National Institutes of Health Clinical Center

Bethesda, MD

Objective: In this Phase I, proof-of-concept study, researchers aim to determine whether an antiretroviral regimen approved to treat human immunodeficiency virus (HIV) infection would also suppress levels of Human Endogenous Retrovirus-K (HERV-K) found to be activated in a subset of patients with amyotrophic lateral sclerosis (ALS). We propose to measure the blood levels of HERV-K by quantitative PCR before, during, and after treatment with an antiretroviral regimen. Researchers will evaluate the safety of the antiretroviral regimen for ALS participants and explore clinical and neurophysiological outcomes of ALS symptoms, quality of life, and pulmonary function.
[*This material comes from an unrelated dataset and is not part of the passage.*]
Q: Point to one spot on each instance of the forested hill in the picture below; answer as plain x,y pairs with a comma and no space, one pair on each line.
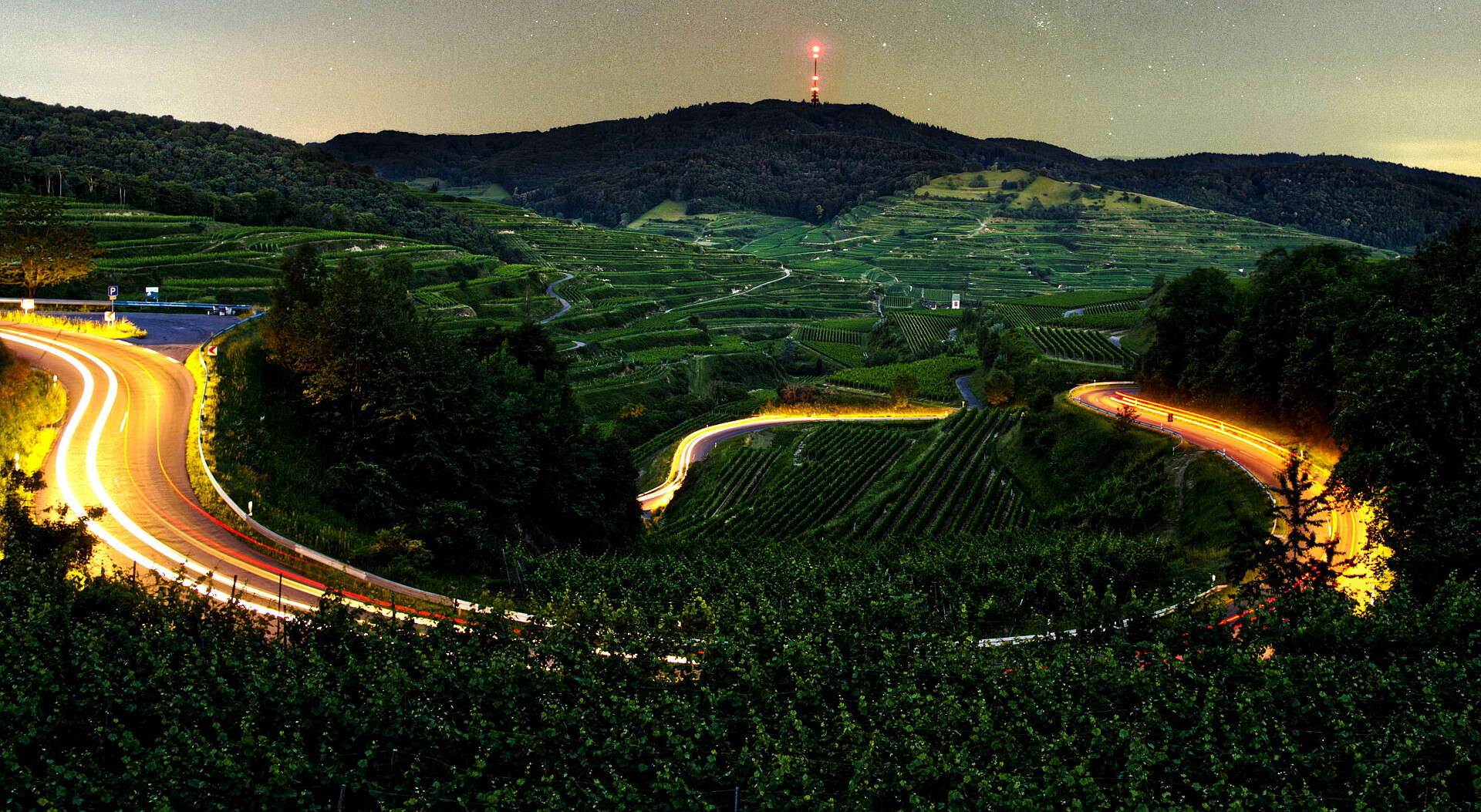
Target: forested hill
790,159
215,170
Study Population: We will study a subset of ALS patients with a ratio of HERV-K:RPP30 greater than or equal to 13. About 30% of ALS patients may have detectable levels of HERV-K; about 20% of patients with ALS have a level >1000 copies/ml. To show whether the HERV-K could be suppressed, researchers will recruit from approximately 20% of patients with high levels so that the antiretroviral effect can be determined.
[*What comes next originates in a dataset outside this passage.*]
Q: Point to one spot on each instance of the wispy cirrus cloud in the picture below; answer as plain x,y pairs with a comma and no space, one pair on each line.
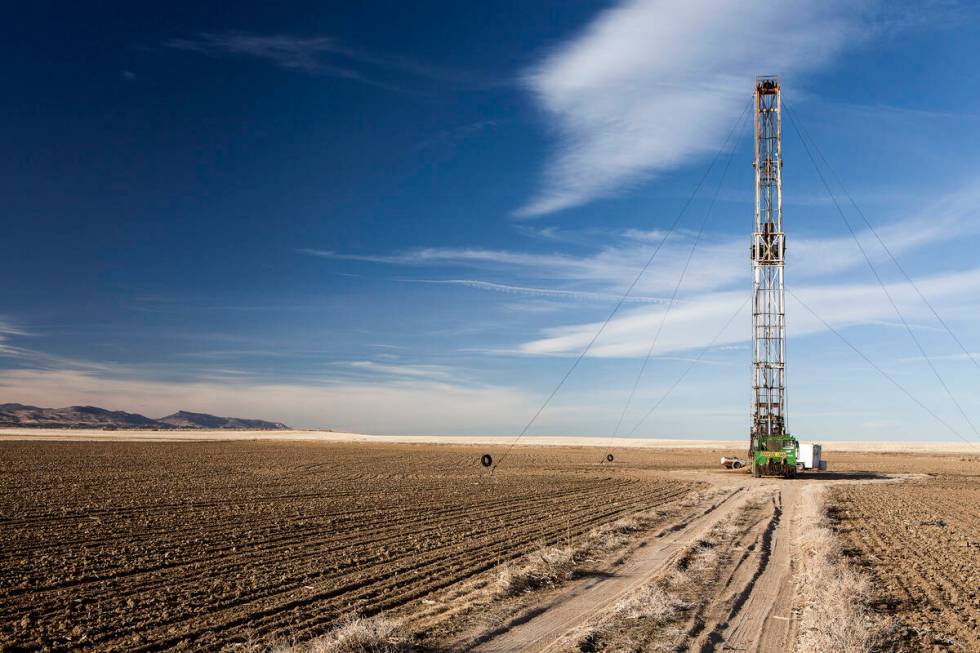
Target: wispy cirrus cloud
321,55
652,84
695,322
Design: This is an open-label study of a combination antiretroviral therapy for 24 weeks in 25 HIV-negative, HTLV-negative ALS patients with a high ratio of HERV-K:RPP30. The study duration for each participant will be up to 72 weeks. Participants will be followed regularly for safety, clinical, and neurophysiological outcomes.

Outcome Measures: The primary outcome measure will be the percent decline in HERV-K concentration measured by quantitative PCR. Percent decline for a patient is measured by: 100 x (screening visit – week 24 visit measurement) / screening visit. The safety of antiretrovirals in volunteers with ALS as measured by the frequency and type of AEs, the ability to remain on assigned treatment (tolerability), physical examinations, laboratory test results, vital signs, and weight/body mass index (BMI). Efficacy will be explored by measuring the change in mean scores of the ALS Functional Rating Scale-Revised (ALSFRS-R), the ALS Specific Quality of Life Inventory-Revised (ALSSQOL-R), the ALS Cognitive Behavioral Screen (ALS-CBS), vital capacity and maximal inspiratory pressure as measured by a handheld spirometer, electrical impedance myography (EIM), the change in neurofilament levels in the blood and/or CSF, and the change in uring p75ECD levels.
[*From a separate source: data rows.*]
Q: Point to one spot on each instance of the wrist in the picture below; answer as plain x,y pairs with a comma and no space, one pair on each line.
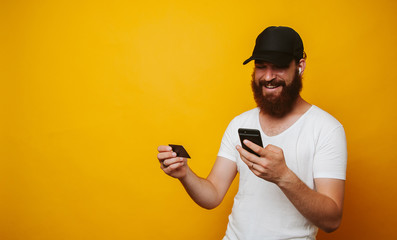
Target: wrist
287,179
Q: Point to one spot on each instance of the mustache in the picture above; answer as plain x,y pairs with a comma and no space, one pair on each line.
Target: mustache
273,82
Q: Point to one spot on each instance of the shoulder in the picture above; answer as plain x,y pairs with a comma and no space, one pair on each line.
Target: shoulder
318,116
322,124
247,116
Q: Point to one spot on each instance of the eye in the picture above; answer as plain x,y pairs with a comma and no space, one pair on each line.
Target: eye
260,66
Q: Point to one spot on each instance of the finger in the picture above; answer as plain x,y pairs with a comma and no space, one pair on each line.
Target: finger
165,155
256,148
173,167
273,149
168,162
247,155
164,148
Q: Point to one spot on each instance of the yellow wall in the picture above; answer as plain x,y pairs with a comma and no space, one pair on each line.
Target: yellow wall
90,88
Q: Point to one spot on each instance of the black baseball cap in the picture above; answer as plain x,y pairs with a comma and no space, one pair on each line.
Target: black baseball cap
277,45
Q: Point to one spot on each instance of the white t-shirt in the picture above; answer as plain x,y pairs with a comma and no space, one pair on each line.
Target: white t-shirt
314,147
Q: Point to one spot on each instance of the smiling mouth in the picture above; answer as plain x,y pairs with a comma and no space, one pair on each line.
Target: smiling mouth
271,84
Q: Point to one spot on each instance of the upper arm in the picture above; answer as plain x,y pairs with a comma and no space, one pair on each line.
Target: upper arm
332,188
222,174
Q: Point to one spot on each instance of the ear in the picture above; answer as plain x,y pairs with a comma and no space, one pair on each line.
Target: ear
301,66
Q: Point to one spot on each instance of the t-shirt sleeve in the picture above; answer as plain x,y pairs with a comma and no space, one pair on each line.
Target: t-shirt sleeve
228,145
331,156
Title: Studies in Amyotrophic Lateral Sclerosis (ALS) and Other Neurodegenerative Motor Neuron Disorders

Stage: Recruiting

Principal investigator: Bjorn Oskarsson, MD 

Mayo Clinic Florida

Jacksonville, FL

The purpose of this study is to collect, from patients with sporadic and familial ALS and their family members, clinical data and blood samples for extraction of DNA, RNA, preparation of lymphocytes, plasma, and serum to establish a repository for future investigations of genetic contributions to ALS pathogenesis. In addition, blood samples for DNA extraction also would be collected from control subjects with no personal or family history of ALS phenotypes.

Title: CNS10-NPC-GDNF Delivered to the Motor Cortex for ALS

Stage: Recruiting

Principal investigator: Richard Lewis, MD 

Cedars-Sinai Medical Center

Los Angeles, CA

The investigator is examining the safety of transplanting cells engineered to produce a growth factor into the motor cortex (brain) of patients with Amyotrophic Lateral Sclerosis (ALS). The cells are called neural progenitor cells, which are a type of stem cell that can become several different types of cells in the nervous system. These cells have been derived to specifically become astrocytes, which is a type of neural cell. The growth factor is called glial cell line-derived neurotrophic factor, or GDNF. GDNF is a protein that promotes the survival of many types of neural cells. Therefore, the cells are called “CNS10-NPC-GDNF.” The investigational treatment has been tested in people by delivering it to the spinal cord. However, it has only been delivered to the motor cortex of animals. In this study, investigators want to learn if CNS10-NPC-GDNF cells are safe to transplant into the motor cortex (brain) of humans.